Popular NSW participant and jack-of-all-trades when it comes to the behind the scenes operations of greyhound racing, Anne-Maree Jarvis; accomplished a life-long dream at Wentworth Park last week, stepping into the role of the starter for the first time in her career at the metropolitan circuit.
Jarvis’ smiling familiar face can be seen regularly at Maitland, The Gardens and Gosford tracks to name a few, however it was the realisation of that dream that made her transform from her usual cool, calm and collected persona into a bundle of nerves.
“I got to Wentworth Park and had no idea what position I was doing and when the staff member who is normally the starter said he wasn’t feeling well, he said that Anne-Marie can start.”
“It was like big anxiety for me being thrown in the deep end. My heart was racing, palpitating and I had knobbly knees. I never, ever get knobbly knees when I’m the starter.”
“It’s so prestigious, if you’ve made it to ‘Wenty Park’, you’ve made it. It was the biggest buzz.”
“I used to say to my mum I wanted to work at the track and everytime they would go to race, I would go with them because I just loved the atmosphere of the city and the lights and all those memories when I was little came rushing back.”

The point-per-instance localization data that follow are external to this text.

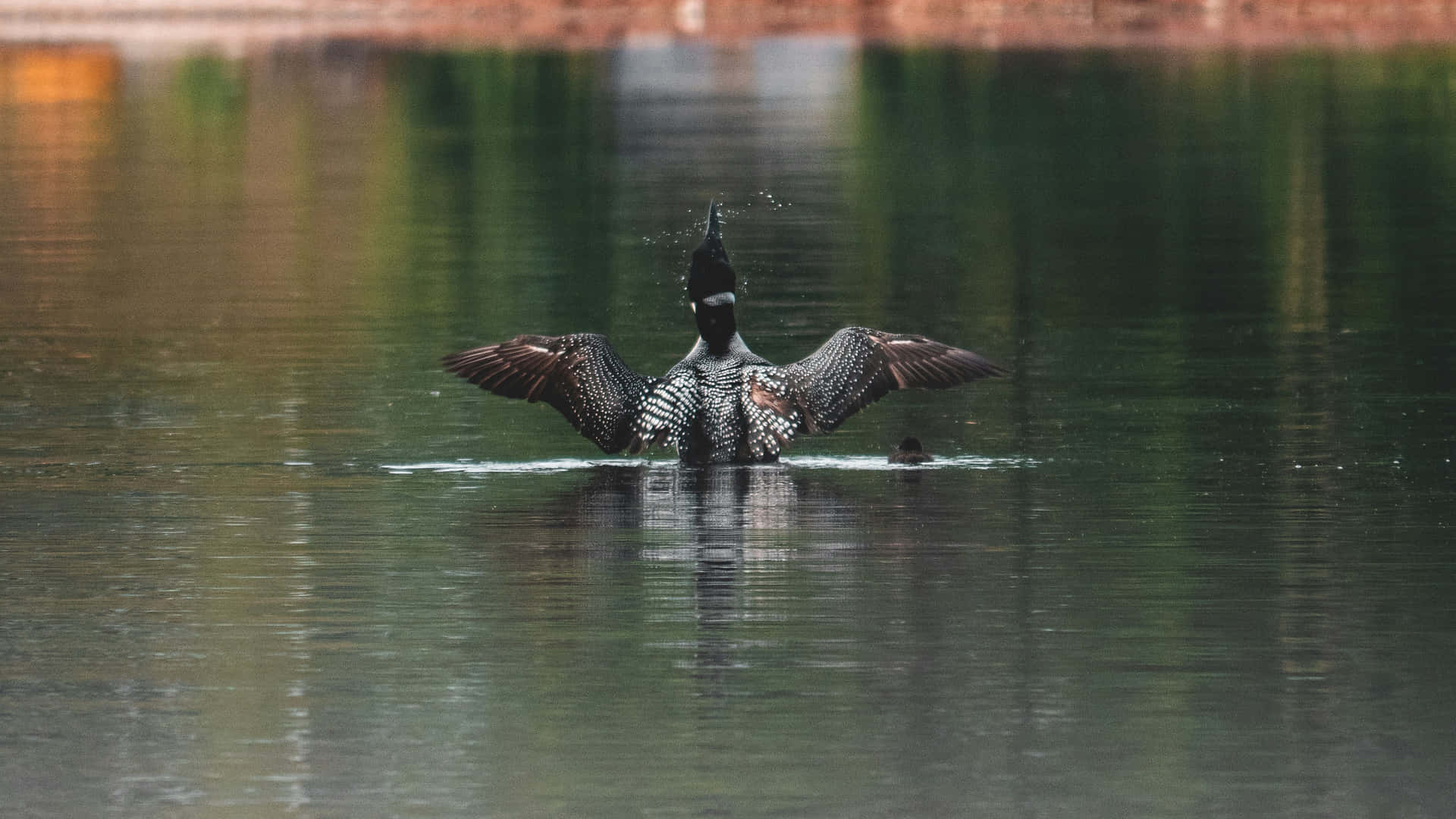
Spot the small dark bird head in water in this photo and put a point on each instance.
(909, 452)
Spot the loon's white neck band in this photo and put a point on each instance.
(718, 299)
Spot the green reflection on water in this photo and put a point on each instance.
(1215, 582)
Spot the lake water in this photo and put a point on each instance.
(262, 557)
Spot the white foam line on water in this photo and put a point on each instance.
(509, 466)
(851, 463)
(877, 463)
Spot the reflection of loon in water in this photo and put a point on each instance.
(721, 403)
(737, 528)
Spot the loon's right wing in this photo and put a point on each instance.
(580, 375)
(858, 366)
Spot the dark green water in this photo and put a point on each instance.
(1194, 558)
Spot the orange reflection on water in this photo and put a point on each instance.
(58, 74)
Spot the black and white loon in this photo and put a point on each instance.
(721, 403)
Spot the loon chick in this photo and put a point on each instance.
(910, 452)
(721, 403)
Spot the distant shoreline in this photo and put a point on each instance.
(142, 27)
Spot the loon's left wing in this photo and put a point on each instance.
(580, 375)
(858, 366)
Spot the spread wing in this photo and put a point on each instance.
(580, 375)
(856, 368)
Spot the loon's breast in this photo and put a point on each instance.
(712, 426)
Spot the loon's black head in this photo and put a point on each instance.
(711, 286)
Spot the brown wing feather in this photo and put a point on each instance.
(580, 375)
(858, 366)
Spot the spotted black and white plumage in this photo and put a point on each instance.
(721, 403)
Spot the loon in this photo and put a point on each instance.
(910, 452)
(723, 403)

While a majority of punters and avid followers see the starter turn the flashing light from red to green and give a fancy wave to signal the start of the race, there’s much more to this crucial role as Jarvis explains:
“Once the boxes open, we check all of them individually to ensure there’s no debris, vaseline, etc.remaining from the previous runners. Then you need to check out the front, check the sand and ensure the lids are closed properly.”
With the greyhound racing industry booming, there’s never been a better time to become involved in greyhound racing and while the handling and training aspect may not be something you aspire to do, a career in racing operations can be extremely rewarding.
“We do it because we love it. Just being around the dogs is amazing and if you’re a youngster come and chat to one of us. We rotate throughout different roles, so everyday is different.”
“If you love what you do, it makes it so much easier to go to work and get up in the morning. It’s not a hard job, you’ve gotta be visual and professional but we always have a laugh and joke as well.”
There’s an array of potential career options available from judge, starter, catching pen attendant, lure driver, swab official, kennel attendant and more.
Learning the behind the scenes operations of a race club can be largely beneficial in not only developing your own knowledge and understanding, however could potentially flourish into a lifelong career and like Jarvis, you could be turning up to work everyday singing with a smile on your face.